OpenAI → SIE

OpenAI Embeddings is a paid managed API. SIE is a self-hosted inference engine. There are two migration paths:

Drop-in shim. Point the OpenAI SDK at SIE’s /v1/embeddings endpoint. Two-line change, every other call site untouched.
Native SDK. Use sie_sdk.SIEClient directly to access sparse, multivector, ColBERT, rerankers, and extraction.

Why migrate

Cost crosses over at moderate volume. OpenAI bills per token; SIE has flat hourly cost. The right answer depends on your workload; see the worked example below. Plug in your own numbers before quoting either side.
Data residency. Embeddings of your text never leave your network.
No rate limits. Your ceiling is whatever GPU capacity you provision. You also own the SLA: OpenAI’s published 99.9% becomes whatever your platform team operates.
Model breadth. OpenAI ships 3 embedding models. SIE serves 100+ out of the box (109 bundle configs as of writing) across dense, sparse, ColBERT/multivector, vision, and rerankers.

TL;DR

client = OpenAI(api_key=os.environ["OPENAI_API_KEY"])
client = OpenAI(api_key="not-needed", base_url="http://sie:8080/v1")

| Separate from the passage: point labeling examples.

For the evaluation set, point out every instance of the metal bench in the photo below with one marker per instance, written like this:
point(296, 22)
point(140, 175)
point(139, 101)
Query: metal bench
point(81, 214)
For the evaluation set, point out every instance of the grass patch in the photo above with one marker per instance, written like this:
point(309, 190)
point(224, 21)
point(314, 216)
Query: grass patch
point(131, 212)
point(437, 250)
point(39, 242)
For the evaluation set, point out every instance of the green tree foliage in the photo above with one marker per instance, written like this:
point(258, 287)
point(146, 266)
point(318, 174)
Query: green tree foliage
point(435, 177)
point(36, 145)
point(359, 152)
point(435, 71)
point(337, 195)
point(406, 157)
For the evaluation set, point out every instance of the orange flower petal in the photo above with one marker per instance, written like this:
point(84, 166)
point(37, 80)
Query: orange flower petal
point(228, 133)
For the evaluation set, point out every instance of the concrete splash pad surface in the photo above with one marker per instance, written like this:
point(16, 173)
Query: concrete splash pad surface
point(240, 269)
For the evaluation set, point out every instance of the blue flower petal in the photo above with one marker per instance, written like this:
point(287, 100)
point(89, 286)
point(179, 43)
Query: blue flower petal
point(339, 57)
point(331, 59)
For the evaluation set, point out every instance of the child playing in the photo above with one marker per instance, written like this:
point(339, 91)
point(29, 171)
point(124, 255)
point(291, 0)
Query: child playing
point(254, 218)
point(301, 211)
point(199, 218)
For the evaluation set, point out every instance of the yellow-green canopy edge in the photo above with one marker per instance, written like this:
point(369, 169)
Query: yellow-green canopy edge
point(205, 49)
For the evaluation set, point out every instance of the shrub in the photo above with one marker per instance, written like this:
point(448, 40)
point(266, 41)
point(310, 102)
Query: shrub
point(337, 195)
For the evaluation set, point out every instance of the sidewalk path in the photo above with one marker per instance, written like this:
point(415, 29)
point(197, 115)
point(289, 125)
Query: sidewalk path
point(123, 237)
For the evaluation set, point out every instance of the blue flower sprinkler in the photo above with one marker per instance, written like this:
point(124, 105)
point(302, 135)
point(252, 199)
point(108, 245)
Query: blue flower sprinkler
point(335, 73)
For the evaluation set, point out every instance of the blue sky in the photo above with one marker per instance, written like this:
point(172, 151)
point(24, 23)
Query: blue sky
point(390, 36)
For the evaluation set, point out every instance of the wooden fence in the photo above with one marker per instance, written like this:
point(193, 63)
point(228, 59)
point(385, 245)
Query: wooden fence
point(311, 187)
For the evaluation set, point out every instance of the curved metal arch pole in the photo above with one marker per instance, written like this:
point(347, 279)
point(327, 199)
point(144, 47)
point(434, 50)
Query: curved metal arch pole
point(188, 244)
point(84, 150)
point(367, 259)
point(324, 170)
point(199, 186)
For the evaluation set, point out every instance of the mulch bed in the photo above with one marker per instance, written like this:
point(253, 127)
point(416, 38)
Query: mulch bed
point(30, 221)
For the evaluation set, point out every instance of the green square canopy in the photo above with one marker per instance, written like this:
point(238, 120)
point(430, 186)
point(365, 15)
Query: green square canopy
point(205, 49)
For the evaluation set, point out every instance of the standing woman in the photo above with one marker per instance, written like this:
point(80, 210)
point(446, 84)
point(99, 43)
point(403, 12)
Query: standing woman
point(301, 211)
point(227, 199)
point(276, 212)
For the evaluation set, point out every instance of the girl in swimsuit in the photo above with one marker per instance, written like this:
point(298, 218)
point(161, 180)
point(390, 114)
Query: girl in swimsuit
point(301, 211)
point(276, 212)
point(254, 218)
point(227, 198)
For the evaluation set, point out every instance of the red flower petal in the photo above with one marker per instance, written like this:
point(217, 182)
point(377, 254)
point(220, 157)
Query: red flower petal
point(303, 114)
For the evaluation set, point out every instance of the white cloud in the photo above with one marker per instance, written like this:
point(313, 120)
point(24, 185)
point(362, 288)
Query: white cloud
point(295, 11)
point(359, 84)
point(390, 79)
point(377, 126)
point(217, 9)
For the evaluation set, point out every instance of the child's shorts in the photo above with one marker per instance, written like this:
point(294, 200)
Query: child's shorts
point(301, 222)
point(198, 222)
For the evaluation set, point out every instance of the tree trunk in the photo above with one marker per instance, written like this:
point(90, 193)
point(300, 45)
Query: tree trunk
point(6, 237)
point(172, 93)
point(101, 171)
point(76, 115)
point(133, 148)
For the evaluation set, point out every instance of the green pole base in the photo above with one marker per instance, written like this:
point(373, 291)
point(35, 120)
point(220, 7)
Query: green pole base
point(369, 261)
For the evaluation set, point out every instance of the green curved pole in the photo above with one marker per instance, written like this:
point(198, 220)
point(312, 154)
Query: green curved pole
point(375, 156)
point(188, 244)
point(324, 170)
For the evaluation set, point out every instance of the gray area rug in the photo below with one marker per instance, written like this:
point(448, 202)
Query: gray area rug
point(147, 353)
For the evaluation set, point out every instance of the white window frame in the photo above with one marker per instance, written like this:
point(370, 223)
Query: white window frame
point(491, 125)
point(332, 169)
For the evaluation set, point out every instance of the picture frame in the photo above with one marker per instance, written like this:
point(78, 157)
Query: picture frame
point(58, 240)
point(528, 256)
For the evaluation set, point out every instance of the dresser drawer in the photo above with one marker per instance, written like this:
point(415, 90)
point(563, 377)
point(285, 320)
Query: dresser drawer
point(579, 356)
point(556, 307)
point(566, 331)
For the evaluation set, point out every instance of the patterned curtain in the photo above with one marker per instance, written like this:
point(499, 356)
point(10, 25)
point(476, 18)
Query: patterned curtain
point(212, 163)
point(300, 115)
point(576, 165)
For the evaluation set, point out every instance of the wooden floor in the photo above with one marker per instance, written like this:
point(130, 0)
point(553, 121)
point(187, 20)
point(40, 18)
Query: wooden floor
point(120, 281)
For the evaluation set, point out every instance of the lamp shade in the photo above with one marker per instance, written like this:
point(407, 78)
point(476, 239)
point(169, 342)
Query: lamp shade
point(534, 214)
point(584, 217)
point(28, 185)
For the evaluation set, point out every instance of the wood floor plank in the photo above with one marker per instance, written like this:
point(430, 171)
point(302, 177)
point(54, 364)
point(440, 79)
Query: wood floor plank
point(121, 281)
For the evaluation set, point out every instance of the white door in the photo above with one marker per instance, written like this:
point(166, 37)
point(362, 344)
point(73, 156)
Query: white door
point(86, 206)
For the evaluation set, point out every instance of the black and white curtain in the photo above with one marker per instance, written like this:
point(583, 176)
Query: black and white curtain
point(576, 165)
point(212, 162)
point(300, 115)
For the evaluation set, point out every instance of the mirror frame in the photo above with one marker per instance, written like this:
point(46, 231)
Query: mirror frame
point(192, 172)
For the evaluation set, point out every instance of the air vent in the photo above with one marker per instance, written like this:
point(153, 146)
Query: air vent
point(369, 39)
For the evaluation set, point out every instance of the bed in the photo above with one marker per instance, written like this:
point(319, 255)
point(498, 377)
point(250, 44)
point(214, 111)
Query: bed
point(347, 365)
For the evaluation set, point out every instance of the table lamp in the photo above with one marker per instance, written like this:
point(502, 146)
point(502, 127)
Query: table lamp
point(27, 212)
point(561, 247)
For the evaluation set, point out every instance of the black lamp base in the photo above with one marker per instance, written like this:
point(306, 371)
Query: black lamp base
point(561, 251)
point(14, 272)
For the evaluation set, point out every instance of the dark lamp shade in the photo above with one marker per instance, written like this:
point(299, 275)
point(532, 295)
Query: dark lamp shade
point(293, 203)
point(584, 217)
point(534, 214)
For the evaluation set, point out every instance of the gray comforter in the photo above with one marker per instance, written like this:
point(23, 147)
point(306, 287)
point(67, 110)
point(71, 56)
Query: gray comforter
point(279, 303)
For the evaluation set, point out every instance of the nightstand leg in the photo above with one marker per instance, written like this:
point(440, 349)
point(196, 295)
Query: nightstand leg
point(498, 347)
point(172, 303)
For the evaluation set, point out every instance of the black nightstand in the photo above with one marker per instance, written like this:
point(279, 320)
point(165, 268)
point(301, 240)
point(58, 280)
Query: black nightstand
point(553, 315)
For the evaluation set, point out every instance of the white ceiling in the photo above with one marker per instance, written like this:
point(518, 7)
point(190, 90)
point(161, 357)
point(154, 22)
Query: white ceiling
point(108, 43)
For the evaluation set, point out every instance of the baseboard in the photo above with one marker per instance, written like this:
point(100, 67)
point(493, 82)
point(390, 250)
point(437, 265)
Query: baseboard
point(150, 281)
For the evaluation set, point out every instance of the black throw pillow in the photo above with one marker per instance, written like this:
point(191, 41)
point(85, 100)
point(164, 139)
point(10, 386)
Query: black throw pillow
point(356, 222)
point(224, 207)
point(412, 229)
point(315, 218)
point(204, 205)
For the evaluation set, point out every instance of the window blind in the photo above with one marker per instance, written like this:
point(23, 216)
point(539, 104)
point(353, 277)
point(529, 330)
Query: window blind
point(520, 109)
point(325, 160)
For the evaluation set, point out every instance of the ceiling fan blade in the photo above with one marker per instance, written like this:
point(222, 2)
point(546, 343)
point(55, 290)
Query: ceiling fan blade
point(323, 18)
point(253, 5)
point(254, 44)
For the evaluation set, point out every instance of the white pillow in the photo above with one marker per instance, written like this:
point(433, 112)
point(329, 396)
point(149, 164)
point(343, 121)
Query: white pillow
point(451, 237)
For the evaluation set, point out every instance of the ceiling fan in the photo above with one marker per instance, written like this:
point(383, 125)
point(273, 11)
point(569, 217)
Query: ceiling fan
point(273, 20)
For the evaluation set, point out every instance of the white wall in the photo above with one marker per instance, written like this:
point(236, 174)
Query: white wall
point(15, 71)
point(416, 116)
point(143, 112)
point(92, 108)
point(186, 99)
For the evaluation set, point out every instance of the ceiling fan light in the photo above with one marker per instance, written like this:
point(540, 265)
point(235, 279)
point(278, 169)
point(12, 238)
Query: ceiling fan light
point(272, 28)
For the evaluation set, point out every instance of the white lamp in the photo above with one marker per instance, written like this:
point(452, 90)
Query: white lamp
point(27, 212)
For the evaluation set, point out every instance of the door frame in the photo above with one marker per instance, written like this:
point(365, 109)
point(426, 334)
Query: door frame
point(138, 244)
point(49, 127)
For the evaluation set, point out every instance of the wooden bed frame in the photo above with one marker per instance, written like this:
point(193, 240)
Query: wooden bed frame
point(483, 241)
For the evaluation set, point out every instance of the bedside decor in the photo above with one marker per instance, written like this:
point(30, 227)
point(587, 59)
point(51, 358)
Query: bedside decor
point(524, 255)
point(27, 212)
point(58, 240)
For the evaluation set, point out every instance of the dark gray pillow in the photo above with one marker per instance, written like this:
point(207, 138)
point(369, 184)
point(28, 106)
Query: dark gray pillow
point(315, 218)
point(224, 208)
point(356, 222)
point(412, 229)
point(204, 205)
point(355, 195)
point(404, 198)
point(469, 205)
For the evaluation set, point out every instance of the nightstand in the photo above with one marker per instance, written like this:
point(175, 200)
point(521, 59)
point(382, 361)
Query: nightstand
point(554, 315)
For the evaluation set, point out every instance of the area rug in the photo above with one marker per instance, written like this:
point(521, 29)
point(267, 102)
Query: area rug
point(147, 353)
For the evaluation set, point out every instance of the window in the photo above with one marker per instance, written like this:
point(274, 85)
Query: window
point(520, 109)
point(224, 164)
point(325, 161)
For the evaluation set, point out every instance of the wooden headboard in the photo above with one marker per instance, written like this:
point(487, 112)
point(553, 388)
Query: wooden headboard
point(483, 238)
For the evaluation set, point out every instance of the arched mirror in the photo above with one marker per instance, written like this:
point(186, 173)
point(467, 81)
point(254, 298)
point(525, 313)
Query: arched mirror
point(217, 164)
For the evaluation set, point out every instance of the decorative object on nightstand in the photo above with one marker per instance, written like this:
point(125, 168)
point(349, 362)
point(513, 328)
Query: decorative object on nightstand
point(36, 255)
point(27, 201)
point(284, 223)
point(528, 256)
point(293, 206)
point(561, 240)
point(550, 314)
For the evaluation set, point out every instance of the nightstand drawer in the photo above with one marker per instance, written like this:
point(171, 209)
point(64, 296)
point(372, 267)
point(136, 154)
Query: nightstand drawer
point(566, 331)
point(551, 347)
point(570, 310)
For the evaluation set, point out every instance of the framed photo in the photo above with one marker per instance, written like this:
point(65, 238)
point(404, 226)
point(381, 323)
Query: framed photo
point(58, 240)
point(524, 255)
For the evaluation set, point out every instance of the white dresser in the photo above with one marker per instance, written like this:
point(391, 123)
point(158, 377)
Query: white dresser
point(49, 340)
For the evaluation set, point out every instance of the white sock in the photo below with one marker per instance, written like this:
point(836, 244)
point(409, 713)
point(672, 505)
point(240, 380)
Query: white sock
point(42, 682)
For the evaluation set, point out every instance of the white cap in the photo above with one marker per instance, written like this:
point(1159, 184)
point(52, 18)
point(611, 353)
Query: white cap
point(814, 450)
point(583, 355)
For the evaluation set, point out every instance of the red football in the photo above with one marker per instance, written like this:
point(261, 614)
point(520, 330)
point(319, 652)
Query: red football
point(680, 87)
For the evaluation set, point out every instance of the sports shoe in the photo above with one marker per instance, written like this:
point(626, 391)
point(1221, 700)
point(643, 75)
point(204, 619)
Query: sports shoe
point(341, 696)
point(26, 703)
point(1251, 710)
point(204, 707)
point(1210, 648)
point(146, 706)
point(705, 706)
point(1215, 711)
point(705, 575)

…and model="text-embedding-3-small" becomes model="intfloat/e5-base-v2" (or whichever SIE model you pick).

Before

import os
from openai import OpenAI

client = OpenAI(api_key=os.environ["OPENAI_API_KEY"])
resp = client.embeddings.create(
    model="text-embedding-3-small",
    input=["The mitochondrion is the powerhouse of the cell."],
)
vector = resp.data[0].embedding  # 1536-dim

from openai import OpenAI

client = OpenAI(api_key="not-needed", base_url="http://localhost:8080/v1")
resp = client.embeddings.create(
    model="intfloat/e5-base-v2",
    input=["The mitochondrion is the powerhouse of the cell."],
)
vector = resp.data[0].embedding  # 768-dim

from sie_sdk import SIEClient
from sie_sdk.types import Item

client = SIEClient("http://localhost:8080")
result = client.encode(
    "intfloat/e5-base-v2",
    Item(text="The mitochondrion is the powerhouse of the cell."),
)
vector = result["dense"].tolist()

Mapping

OpenAI	SIE equivalent
`text-embedding-3-small` (1536)	`intfloat/e5-base-v2` (768)
`text-embedding-3-large` (3072)	`Alibaba-NLP/gte-Qwen2-1.5B-instruct` or `NovaSearch/stella_en_1.5B_v5`
`dimensions=N` truncation	Slice client-side, or pick a smaller-dim model
`encoding_format="base64"`	Supported on `/v1/embeddings` with the same field
`user="..."` for abuse tracking	Use SIE telemetry / your own tracing

Worked cost example

Public list prices, no negotiated discounts, single region:

Workload	OpenAI (`text-embedding-3-small` @ $0.02 / 1M tokens)	SIE on one `g5.xlarge` (1× A10G, ~$1.00/hr on-demand)
10M tokens / day	~ $0.20 / day · ~$ 6 / month	~ $24 / day · ~$ 730 / month
100M tokens / day	~ $2 / day · ~$ 60 / month	~ $24 / day · ~$ 730 / month
1B tokens / day	~ $20 / day · ~$ 600 / month	~ $24 / day · ~$ 730 / month
5B tokens / day	~ $100 / day · ~$ 3,000 / month	needs ≥1 GPU; still ~ $730–$ 2,200 / month

Crossover sits around 1.2B tokens / day on this size class. Below that, OpenAI is cheaper and you don’t run a GPU. Above that, SIE wins on cost and the gap widens linearly. None of this counts the engineering cost of operating a GPU pool, which is the actually-load-bearing variable for most teams. Plug in your own utilization, GPU size, and reserved-instance discount before quoting a number to your manager.

Re-embed required?

Yes. Different model → different vector space. Even text-embedding-3-small truncated to 1024 dims is not interchangeable with any open-source model. Plan a re-embed window before cutting over.

Run it yourself

# Start SIE with E5 loaded.
mise run serve -- -m intfloat/e5-base-v2

# Run the OpenAI 'before' script and the SIE 'after' script
# from this page. Compare the printed embeddings.
export OPENAI_API_KEY=sk-...
uv add openai

Cosine across spaces carries no signal, so don’t expect 1.0. For sign-off, run your retrieval eval against both legs.